The highlight of this gallery hop is a block up-hill on Granville, the Atelier Gallery. What is here is the reason I stubbornly insisted to Rumpole that I go on this excursion with the girls – a show of current paintings and drawings by BC painter, Robert Young, whose work I have admired for 40 years. On my last weekly visit with Dr. L my GP, he teased me with information about there having been an opening at this gallery for this show. Dr. L knows of my passionate regard for this painter’s work, as we have had spirited discussions in his office about matters pertaining to BC painters, and Dr. L jokingly commented that he was going to have his son start on a career as newspaper delivery boy so he could save up enough shekels to buy a Robert Young painting as a Father’s day present for him!
Well, we stayed in the Atelier a very long time, looking, considering, discussing, marvelling.

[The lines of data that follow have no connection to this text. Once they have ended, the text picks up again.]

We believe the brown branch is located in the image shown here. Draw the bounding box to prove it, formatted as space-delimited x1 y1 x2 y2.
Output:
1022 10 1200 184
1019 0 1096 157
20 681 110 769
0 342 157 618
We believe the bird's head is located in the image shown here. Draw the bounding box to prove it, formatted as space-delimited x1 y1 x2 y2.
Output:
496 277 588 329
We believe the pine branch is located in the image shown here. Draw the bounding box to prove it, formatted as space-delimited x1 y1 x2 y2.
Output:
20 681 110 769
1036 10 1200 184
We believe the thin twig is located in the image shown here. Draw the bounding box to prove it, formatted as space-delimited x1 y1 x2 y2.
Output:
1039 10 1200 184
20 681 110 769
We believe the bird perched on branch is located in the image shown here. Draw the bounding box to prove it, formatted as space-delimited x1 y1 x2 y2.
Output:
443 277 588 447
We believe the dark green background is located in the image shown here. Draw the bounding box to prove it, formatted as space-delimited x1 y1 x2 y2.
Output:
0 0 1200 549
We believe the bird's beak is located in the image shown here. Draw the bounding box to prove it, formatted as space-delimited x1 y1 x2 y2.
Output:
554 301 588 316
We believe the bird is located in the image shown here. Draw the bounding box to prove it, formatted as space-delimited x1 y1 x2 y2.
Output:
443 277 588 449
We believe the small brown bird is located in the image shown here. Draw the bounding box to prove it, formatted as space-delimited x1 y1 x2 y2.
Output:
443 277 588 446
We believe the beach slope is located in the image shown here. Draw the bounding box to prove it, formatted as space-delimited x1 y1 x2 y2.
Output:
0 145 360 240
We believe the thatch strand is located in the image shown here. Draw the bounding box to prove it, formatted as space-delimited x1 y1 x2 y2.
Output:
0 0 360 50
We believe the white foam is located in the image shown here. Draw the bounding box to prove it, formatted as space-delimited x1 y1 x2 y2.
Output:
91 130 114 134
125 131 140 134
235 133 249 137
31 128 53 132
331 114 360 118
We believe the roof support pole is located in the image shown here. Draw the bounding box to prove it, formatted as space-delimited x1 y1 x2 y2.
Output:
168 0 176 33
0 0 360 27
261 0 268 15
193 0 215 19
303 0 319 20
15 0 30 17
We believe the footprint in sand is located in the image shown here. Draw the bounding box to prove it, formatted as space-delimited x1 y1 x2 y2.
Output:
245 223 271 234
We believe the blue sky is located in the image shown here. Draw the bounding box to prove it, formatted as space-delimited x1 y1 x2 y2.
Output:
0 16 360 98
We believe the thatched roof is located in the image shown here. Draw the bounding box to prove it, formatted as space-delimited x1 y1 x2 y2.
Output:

This painter has a most remarkably restrained manner of working, and this has an effect of stilling a viewer into a thoughtful and contemplative state. Lucky has a preference for more visceral painterliness in handling materials, more energy, greater abandon. Barb, on the other hand has a liking for measured control in working with paint – a slow, dreamlike manner of constructing images. The result of their differing predelictions was a really thoughtful discussion, to which the gallery attendant paid close attention, and during which the gallery owner paused beside us to listen to, a satisfied smile on his face.
My eye was sore, but, so what, pleasure of seeing this remarkable body of work made me forget discomfort. The stimulating discussions among us had been most satisfactory. Barb and Lucky grasped my elbows and led me to the Alliance Francaise restaurant, where we ate light lunch and continued our discussion, most happily.
On the way home, driving through Friday afternoon rush-hour, I lounged in the backseat with eyes closed and listened to the continuing conversation between Lucky and Barb, most gratified that they had so much enjoyed this outing. And I had got my necessary Art Fix, which was worth two days of anticipated eye discomfort.
Thanks so much, you two gems, Barb and Lucky, for providing and sharing this marvellous gallery hop!
You can see Robert Young’s work in this show at : www.ateliergallery.ca Enjoy!